Noises w(t) and v(t) are supposed to be bounded with \(|W| = |V| = 0.1\). The initial state is chosen as \((u_c(0)=2, i(0)=0.5)^T\) and is supposed to be affected by large uncertainty, i.e.:

$$\begin{aligned} \underline{u}_c(0)= 0 \quad \overline{u}_c(0)= 20 \end{aligned}$$
$$\begin{aligned} \underline{i}(0)= 0 \quad \overline{i}(0)= 5 \end{aligned}$$

Applying Theorem 8.2, the estimated bounds of the state in the coordinates z are plotted on Fig. 8.4. Those of \(u_c(t)\) and i(t) are plotted on Fig. 8.5.

5 Conclusion

The design of interval observers for fractional differentiation systems is investigated in this work. Under some mild conditions (boundedness of noises and disturbances, observability), two Luenberger-based observers allow one to compute reliable bounds for the state values consistent with the bounds of the uncertainties.
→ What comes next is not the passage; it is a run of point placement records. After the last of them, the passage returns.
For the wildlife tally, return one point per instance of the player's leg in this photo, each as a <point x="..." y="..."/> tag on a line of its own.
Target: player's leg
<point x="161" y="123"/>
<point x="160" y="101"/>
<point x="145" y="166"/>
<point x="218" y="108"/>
A first result is given to build interval observers when it is possible to design a gain L satisfying the Metzler and stability properties of \(A-LC\). In addition, by using a change of coordinates, a general result, which can be applied to any linear fractional differentiation system, is proposed. An extension of this approach to address the case of parameter uncertainties and time-varying systems will be the subject of further works.